Toshiba Portégé R700: first-look review
While the Toshiba Libretto W100 and AC100 are both radically different products to what has gone before, the R700 treads more established ground. This is the successor to Toshiba’s Portégé R600 and R500, both of which were targeted at top executives from generously endowed companies.
Perhaps reflecting our new era of austerity, the Portégé R700 has a mainstream price: £629 exc VAT for the base model with a Core i3 processor. Not that this has stopped Toshiba from investing in new features.
Top of the list is its “Airflow Cooling Technology”, which Toshiba developed in tandem with Intel. This involves a miniaturised motherboard that positions the processor and all the other components that require cooling near the edge of the chassis, allowing a single fan to constantly cool them. And, rather than wait for the processor to become hot, it blows air all the time.
According to Toshiba, this is what allows it to include a Core i3, i5 or i7 processor in such a slim machine. While we do have some criticisms – which we’ll come to later – this shouldn’t undermine what is a notable achievement. If you wanted a 13in ultraportable measuring under 30mm thick before, your options (think the Lenovo ThinkPad X301) were limited to ultra-low-voltage processors. Indeed, while the X301 is impressively thin at 24mm, the R700 measures 17mm at its thinnest point.
The R700 is staggeringly quick too. Our test sample used a 2.4GHz Core i5-520M with a healthy 4GB of DDR3 memory for company, and it sliced through all the apps we threw at it without any hint of a delay.

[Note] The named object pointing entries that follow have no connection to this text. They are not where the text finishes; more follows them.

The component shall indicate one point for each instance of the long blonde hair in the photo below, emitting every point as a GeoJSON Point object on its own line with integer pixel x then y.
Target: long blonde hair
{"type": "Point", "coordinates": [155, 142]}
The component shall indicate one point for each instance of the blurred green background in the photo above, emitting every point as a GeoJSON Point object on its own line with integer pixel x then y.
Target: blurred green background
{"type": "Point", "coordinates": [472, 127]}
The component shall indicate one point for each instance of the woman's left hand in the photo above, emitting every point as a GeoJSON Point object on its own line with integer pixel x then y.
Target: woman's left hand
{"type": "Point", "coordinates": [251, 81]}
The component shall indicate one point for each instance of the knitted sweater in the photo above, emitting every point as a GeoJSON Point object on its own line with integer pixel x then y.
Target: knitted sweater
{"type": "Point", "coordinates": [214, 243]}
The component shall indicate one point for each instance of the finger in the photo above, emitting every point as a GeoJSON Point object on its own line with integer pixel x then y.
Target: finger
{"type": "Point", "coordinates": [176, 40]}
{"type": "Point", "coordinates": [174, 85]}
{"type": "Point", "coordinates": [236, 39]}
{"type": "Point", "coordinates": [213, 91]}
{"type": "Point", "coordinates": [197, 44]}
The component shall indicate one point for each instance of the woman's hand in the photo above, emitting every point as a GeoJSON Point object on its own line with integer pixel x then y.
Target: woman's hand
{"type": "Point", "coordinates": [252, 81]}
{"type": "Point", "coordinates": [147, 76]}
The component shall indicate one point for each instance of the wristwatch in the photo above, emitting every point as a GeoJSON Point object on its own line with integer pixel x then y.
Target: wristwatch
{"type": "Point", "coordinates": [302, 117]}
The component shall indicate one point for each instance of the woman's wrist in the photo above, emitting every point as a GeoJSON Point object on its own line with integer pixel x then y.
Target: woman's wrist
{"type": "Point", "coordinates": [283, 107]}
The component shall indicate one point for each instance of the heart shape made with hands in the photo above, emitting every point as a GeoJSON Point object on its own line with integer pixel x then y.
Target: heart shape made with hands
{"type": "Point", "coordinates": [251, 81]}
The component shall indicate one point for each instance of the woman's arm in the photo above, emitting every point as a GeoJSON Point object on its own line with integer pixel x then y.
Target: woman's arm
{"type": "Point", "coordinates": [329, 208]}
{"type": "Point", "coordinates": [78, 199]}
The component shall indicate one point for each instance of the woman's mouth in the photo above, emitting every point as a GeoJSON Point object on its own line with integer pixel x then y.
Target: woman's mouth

Don’t be fooled into thinking this is a silent laptop, however. In our tests, the fan was audible despite its relatively low spin rate, and when we pushed the Core i5 sample in our test machine the fan audibly revved up. That said, this was a pre-production unit so we’ll wait to see how the final machines cope with hard graft.
Another change in the R700 compared to the R600 is the lid. We criticised the R600’s for having a little too much flex for comfort, and the addition of magnesium alloy has certainly stiffened it in the R700’s incarnation. It’s not ruggedised by any means, but should withstand daily bashes.
While the bottom of the chassis is again magnesium alloy, the palmrest area (despite its brushed metal appearance) is plastic. That could be an issue if ham-fisted users lean down on the left-hand side, as the hard disk sits directly beneath.
The isolated keyboard is unexceptional but usable, but we’re fans of the responsive touchpad – and Toshiba has added a nice touch by including a switch above it to turn it off. That can be incredibly useful when typing, as it prevents the annoyance of accidentally tapping the touchpad and moving the cursor to a different part of your document.
We also enjoyed using the 13.3in screen. It may not have the highest resolution in the world – 1,366 x 768 – but this ensures system text is easy to read without fussing about with dots per inch.
And it’s this size of screen (combined with the Core i3, i5 and i7 processors) that helps turn the R700 into a very usable everyday laptop, as opposed to an ultraportable you turn to when portability is your priority. Note that some models include an optical drive as well.
We were using a pre-production sample for testing, so we’ll hold off a full verdict until a finished unit arrives in our Labs for benchmarking. It’s only then that we’ll be able to verify Toshiba’s claims of up to nine hours’ battery life as well.
But in terms of outright power in a highly portable form, we’ve been blown away by the latest Portégé. if it lives up to its promise, the R700 could well be vying for a place atop our Executive Laptops A List.